I’ve heard many whites bristle with resentment at the mere idea of white privilege. Who is anyone to say they are privileged? They had a hard life! Grew up poor! No one gave them anything! Others tiptoe around topics of race fearful of inadvertently saying the wrong thing. They don’t consider themselves racist (who does?), but have not done the hard and uncomfortable work of looking at why they fall where they do on our nation’s racial hierarchy, of looking at how that impacts where they work, who they befriend, what they support, and how they think.

I do not blame any of us for our challenges in contending with the grave realities of racial oppression. We are products of a country that structurally relies on us keeping our heads in the sand to protect the precious status quo.

As Rev. angel Kyodo williams writes in Radical Dharma: 

Our methodologies are forged within the default mindset of colonization, capitalism-as-religion, corporation-as-demigod, domination over people and planet, winner take all, rape and plunder as spoils of victory, human and natural resources taken as objects of subjugation to the land-owning, resource controlling, very, very privileged. 

Unless you support the truth, the clash between the world in which we live and your own personal ideologies must be felt on some level – even if you’ve learned to stuff these feelings deep into your being in order to “get along.”

Some of us have the privilege, due to the color of our skin, to not reckon with injustice in our day-to-day lives. But we are all in this together. Whether you agree with it or not, the impacts of racism touch us all on a fundamental level. To begin the work of unraveling this complication, we must start with whatever we feel about this situation. We must start with the body.

This work must be done in community.

Changing the Race Dance

If this is at all intriguing to you; if you would like to explore what this may mean, I invite you to participate in a workshop that holds this very premise at its heart. Because racism is a collective issue, it will require the wisdom of the collective to see its undoing. We will explore this on a body level on Feb. 4th and 5th in Oakland, California.

Changing the Race Dance will use the birthright practices of movement, storytelling, and song to weave and unweave our own understandings and confusions around race. This invitation is for all bodies: black, white and all shades between to come together and rest in our collective confusion. This is where we must begin. More information can be found here.

I will also co-teach a book study of Rev. angel Kyodo williams’ most recent book, Radical Dharma, starting in March. This will not be your usual sit, discuss and drink tea kinda book club. To begin contemplating racism, oppression, and white privilege, an examination must happen on the body level. We will discuss concepts, systems, provocative calls to action and we will also feel them using the tools of movement, writing, music and more.

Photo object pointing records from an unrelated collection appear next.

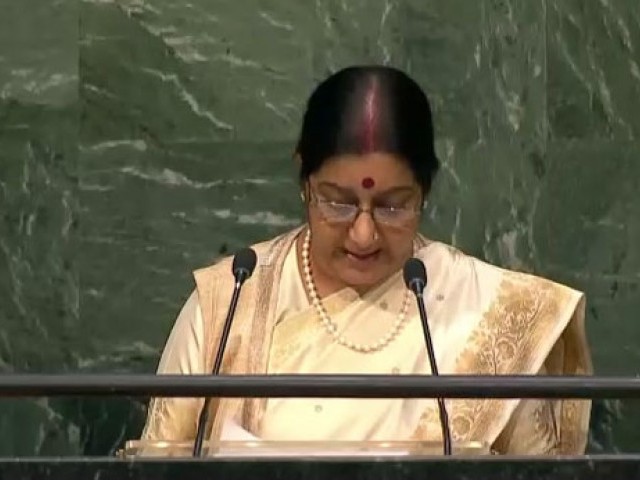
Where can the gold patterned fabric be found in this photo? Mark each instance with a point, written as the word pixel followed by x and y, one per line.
pixel 484 320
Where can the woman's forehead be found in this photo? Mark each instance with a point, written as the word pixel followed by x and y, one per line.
pixel 366 171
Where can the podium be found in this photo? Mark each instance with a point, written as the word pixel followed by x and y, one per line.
pixel 297 449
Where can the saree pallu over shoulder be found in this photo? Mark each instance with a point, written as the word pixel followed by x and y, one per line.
pixel 531 325
pixel 250 336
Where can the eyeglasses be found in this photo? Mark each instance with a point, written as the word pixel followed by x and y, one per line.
pixel 336 212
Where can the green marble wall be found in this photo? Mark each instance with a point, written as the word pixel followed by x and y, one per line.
pixel 140 139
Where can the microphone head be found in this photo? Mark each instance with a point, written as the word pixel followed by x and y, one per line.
pixel 244 262
pixel 415 275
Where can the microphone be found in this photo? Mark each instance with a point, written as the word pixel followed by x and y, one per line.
pixel 415 278
pixel 244 262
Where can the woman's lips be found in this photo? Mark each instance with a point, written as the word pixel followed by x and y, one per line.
pixel 362 258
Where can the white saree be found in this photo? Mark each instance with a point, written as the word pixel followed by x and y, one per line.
pixel 483 319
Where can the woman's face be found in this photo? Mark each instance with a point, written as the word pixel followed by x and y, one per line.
pixel 364 211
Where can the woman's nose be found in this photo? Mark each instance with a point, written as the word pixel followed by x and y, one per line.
pixel 363 230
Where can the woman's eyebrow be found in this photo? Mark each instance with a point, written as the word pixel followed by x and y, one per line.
pixel 383 193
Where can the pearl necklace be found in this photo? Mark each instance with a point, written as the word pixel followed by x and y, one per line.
pixel 331 327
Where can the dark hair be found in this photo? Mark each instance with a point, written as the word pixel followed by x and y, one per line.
pixel 369 109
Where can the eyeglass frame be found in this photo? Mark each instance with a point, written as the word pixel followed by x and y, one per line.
pixel 317 199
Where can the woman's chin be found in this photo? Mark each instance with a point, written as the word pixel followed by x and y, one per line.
pixel 362 280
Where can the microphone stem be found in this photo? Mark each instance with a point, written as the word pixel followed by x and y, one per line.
pixel 444 417
pixel 204 413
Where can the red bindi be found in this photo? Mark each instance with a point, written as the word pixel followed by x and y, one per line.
pixel 368 183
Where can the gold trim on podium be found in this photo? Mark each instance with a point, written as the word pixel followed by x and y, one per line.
pixel 264 448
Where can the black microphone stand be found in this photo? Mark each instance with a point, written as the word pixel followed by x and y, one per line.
pixel 241 273
pixel 415 277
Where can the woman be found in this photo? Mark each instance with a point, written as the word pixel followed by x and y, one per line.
pixel 329 297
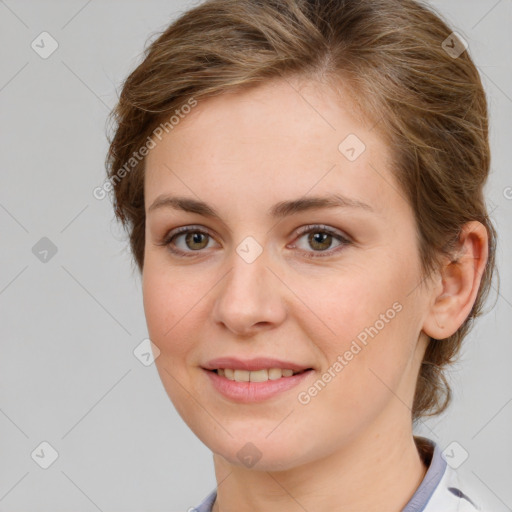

For my friends who are not able to engage in either of these practices, I hope you’ll consider this invitation for personal inquiry. Where is white privilege held within your own being? Consider a time when you’ve experienced it in relationship to your world. What is its taste, texture, smell and color? Where is it felt in your body? It is by intimately coming to know this presence that we might begin to recognize when it surfaces in our day to day – and it will surface. From this place, we can start an examination of just how much we’re impacted by the structures that be. These are the questions and insights to begin.